İnsanlar temel ihtiyaçlardan yoksun, ekonomik olarak çıkmaza girmiş durumda ve bu çıkmaz, insan haklarına açık bir saldırıdır. Havadan düzenlenen saldırılar, hedef gözetmeksizin sivilleri hedef alıyor. En acısı ise, bu trajedinin en büyük kurbanları kadınlar ve çocuklar oluyor. Her gün, masum insanlar hayatlarını kaybediyor ve birçok çocuk anne ve babasız kalıyor. Bu trajedi, sadece insan hakları ihlallerine yol açmakla kalmıyor, aynı zamanda bölgeye barışın ne kadar uzak olduğu bir mesajı da veriyor. Birçok insan, neden dünya liderlerinin sessiz kaldığını sorguluyor. Bu sessizlik, dünya toplumunun çifte standartlarla işlediği hissini uyandırıyor.
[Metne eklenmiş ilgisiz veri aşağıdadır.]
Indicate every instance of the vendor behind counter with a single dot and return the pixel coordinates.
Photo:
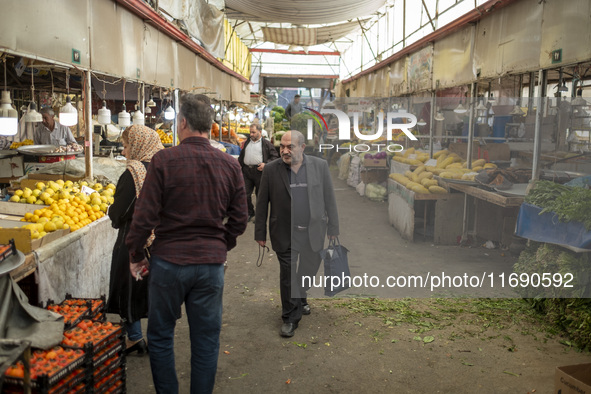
(51, 132)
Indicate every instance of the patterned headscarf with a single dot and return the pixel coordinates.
(143, 142)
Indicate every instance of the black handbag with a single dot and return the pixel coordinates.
(336, 268)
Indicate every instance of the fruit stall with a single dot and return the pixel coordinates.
(65, 234)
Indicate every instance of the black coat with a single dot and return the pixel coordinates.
(269, 152)
(127, 297)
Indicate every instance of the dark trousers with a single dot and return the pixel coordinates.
(252, 181)
(295, 263)
(200, 287)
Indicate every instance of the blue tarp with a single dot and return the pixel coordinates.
(547, 228)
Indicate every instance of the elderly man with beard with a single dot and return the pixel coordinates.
(257, 152)
(299, 190)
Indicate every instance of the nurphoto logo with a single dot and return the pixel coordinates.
(344, 127)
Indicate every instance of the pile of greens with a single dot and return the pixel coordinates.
(573, 315)
(568, 203)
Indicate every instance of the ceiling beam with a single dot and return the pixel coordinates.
(286, 52)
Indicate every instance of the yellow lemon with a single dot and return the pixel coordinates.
(49, 227)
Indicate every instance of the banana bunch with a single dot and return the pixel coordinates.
(164, 137)
(15, 145)
(419, 181)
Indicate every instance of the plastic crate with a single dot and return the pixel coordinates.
(47, 371)
(13, 351)
(97, 305)
(91, 332)
(108, 381)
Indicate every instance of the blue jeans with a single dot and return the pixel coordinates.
(134, 330)
(200, 287)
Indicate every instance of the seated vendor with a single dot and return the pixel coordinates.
(51, 132)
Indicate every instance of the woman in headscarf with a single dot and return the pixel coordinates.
(128, 297)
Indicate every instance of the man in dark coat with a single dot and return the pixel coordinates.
(257, 152)
(303, 211)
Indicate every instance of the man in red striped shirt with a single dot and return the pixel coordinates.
(188, 192)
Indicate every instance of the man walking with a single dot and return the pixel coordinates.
(303, 211)
(293, 108)
(188, 192)
(257, 152)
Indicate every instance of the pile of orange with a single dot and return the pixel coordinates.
(46, 362)
(70, 313)
(88, 331)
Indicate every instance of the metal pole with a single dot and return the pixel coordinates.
(176, 111)
(431, 125)
(532, 84)
(471, 124)
(142, 99)
(469, 159)
(542, 75)
(88, 134)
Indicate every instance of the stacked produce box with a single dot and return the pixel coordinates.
(90, 358)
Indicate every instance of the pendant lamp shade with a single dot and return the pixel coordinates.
(124, 119)
(104, 117)
(68, 114)
(8, 116)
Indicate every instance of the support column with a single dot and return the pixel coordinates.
(88, 134)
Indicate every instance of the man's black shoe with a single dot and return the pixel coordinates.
(306, 310)
(288, 329)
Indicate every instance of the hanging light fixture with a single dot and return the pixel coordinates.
(460, 109)
(169, 113)
(104, 117)
(68, 114)
(8, 115)
(138, 117)
(517, 111)
(123, 119)
(579, 100)
(32, 114)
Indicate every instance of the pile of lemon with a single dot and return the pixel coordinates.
(15, 145)
(165, 138)
(68, 207)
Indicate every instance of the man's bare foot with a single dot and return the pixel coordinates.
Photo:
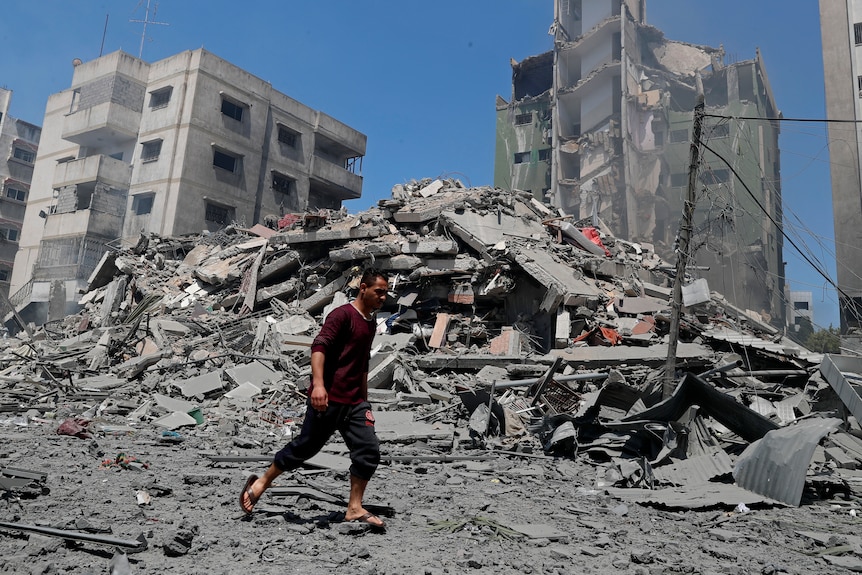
(363, 516)
(250, 495)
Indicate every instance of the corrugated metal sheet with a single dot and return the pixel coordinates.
(775, 466)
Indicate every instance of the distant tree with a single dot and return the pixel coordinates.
(802, 330)
(825, 340)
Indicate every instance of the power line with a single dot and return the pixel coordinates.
(766, 119)
(771, 219)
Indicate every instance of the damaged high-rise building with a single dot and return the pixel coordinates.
(600, 127)
(19, 142)
(182, 145)
(841, 33)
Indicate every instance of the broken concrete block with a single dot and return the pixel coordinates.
(175, 420)
(507, 343)
(244, 390)
(378, 395)
(254, 372)
(380, 375)
(201, 385)
(173, 404)
(441, 326)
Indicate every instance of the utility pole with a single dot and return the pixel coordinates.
(684, 239)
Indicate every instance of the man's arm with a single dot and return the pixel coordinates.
(319, 396)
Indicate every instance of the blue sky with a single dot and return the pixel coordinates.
(420, 78)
Fransa’da sadece birkaç kişinin ölümü, dünya liderlerini Paris’te yürüyüş yapmaya çağırırken, Gazze’deki ölümler göz ardı ediliyor. Dünya, insanların ırk, din veya kökenlerine bakmaksızın eşit değerde olduğu bir yer olmalıdır. İnsan haklarına saygı, herkes için geçerli olmalıdır. Gazze’deki çocukların gözyaşları, Paris’teki veya başka bir yerdeki çocukların gözyaşları dan daha az değerli değildir. Dünya, bu sessizliği sona erdirmeli ve Gazze’deki trajediye karşı daha fazla insan hakları savunuculuğu yapmalıdır.
Barış ve adalete ulaşmanın yolu, insanların çıkarlarına, kökenlerine ve dinlerine bakmaksızın bir arada çalışmaktan geçer. Bir adım atmak, bu sessizliği sonlandırmanın ve dünyamızı daha iyi bir yer haline getirmenin başlangıcı olabilir. Filistin ve İsrail arasındaki çatışma sadece yerel bir sorun değil; uluslararası toplumun da etkili olduğu bir konu. Büyük devletler, bu soruna daha fazla müdahale etmelidir. Sessiz kalmak veya çatışmanın bir tarafla dayanışma içinde olmak, insan haklarına ve barışa verilen zararı artırır.